Na początek jedna dość znacząca uwaga. W tekście skupiłem się wyłącznie na rozgrywce dla jednego gracza, choć twórcy przewidzieli również czteroosobową lokalną kooperację. Swoją przygodę z Disney Illusion Island zacząłem więc od wyboru postaci i określenia poziomu trudności (dokonamy tego w sposób ograniczony, ale samą opcję zaliczam na plus). Niezależnie od preferencji startowe lokacje nie powinny nikogo wymęczyć – jest łatwo, w dodatku nasz nieopierzony bohater (choć to trochę nietrafne określenie, bo grałem Kaczorem Donaldem…) pozbawiony jest większości umiejętności. Z czasem akcja się rozkręca i sprawne manewrowanie po plątaninie korytarzy potrafi dać satysfakcję. Miałem jednak wrażenie, że brytyjskie studio nieco odleciało pod koniec zabawy, rzucając bez większego pomysłu wszystko co mają do zaoferowania w ostatniej, moim zdaniem dodanej na siłę, miejscówce. Z drugiej strony trochę im się nie dziwię, bo do zaliczenia całości wystarczy jakieś sześć godzin i być może kilka kolejnych, jeśli chcecie poznać każdy zakątek przedstawionego świata.
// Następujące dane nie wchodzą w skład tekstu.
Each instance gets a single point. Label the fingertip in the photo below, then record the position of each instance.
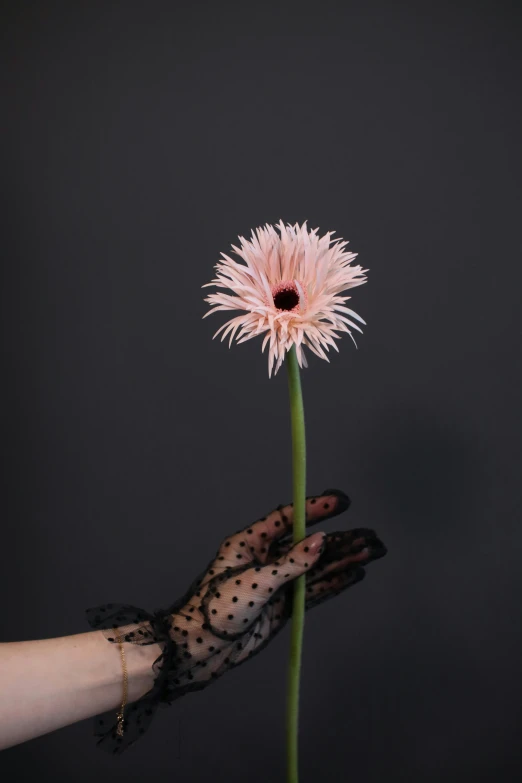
(343, 501)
Sama zabawa nie należy do przesadnie odkrywczych i plasuje grę gdzieś na średniej półce. Disney Illusion Island chłonie się bez większej refleksji, doceniając jednak nieźle zaprojektowane lokacje. Zgodnie z gatunkową przynależnością dostęp do kolejnych segmentów otrzymujemy po nabyciu konkretnych kompetencji, a odkryte w ten sposób tereny nastawione są na używanie świeżo wyuczonej cechy. Repertuar wydał mi się dość standardowy i żadnej zdolności nie uznałem za wartą odnotowania czy szczególnej pochwały. Niestety tytuł szybko popada w schematyczność, nawet mimo wprowadzanych sukcesywnie nowości. Na osłodę dostajemy bardzo znane uniwersum, które gościło w grach już niejednokrotnie, zwykle z dobrym efektem. Sekcje interaktywne są tu dodatkowo przeplatane wysokiej jakości animacjami, co wpływa pozytywnie na odbiór całości.

Disney Illusion Island

Porządne opakowanie

Już pierwsze chwile spędzone w Disney Illusion Island udowadniają wyższość tytułów dedykowanych Nintendo Switch nad portami z komputerów osobistych. Dostajemy stylowe menu, w którym każdy element jest doskonale widoczny i nie utrudnia nawigacji. W opcjach dostosujemy choćby wielkość napisów w przerywnikach filmowych i przyznam, że świetnie się je czyta nawet na małym ekranie Nintendo Switch Lite. Nie dostrzegłem też większych problemów związanych z interfejsem w trakcie rozgrywki właściwej, może nie do końca zachwyciła mnie mapa, ale rzadko kiedy trzeba się nią posiłkować. Niestety osoby odpowiedzialne za ustalanie dostępnych wersji językowych nie wrzuciły omyłkowo naszych rodzimych napisów. Biorąc pod uwagę charakter gry można było się pokusić o wyłamanie z tej niechlubnej reguły.

Przyznam jednak szczerze, że opowiadana tu historia nie miała dla mnie najmniejszego znaczenia, bo moją uwagę skradła oprawa. Kreska w Disney Illusion Island zdecydowanie przypadła mi do gustu, żałowałem tylko znacząco oddalonej kamery od kierowanej postaci. Na zbliżenia możemy liczyć sporadycznie, jedynie w ściśle określonych momentach. Niemal na pewno dałoby się rozwiązać ten element lepiej. W każdym razie produkcja wygląda w ruchu cudnie i równie dobrze brzmi, więc w tym aspekcie nie mam się do czego przyczepić. Osobiście nie obraziłbym się jedynie na nieco bogatszą paletę barw, ale na pewno nie ma co narzekać na nudę w projekcie miejscówek. Dodam tylko, że poruszanie się po nich przebiega niezwykle sprawnie – nie odnotowałem żadnych spadków płynności.

Disney Illusion Island – werdykt

Jeżeli macie ochotę na stosunkowo łatwą grę z gatunku metroidvania, to Disney Illusion Island na Nintendo Switch dostarczy wam kilka godzin solidnej, acz nie wybitnej rozgrywki. Decyzję o zakupie może ułatwić nieco niższa cena w stosunku do rynkowych nowości, a jeśli dobrze poszukacie to możecie zgarnąć naprawdę gruby notes w ramach dodatku do zamówienia.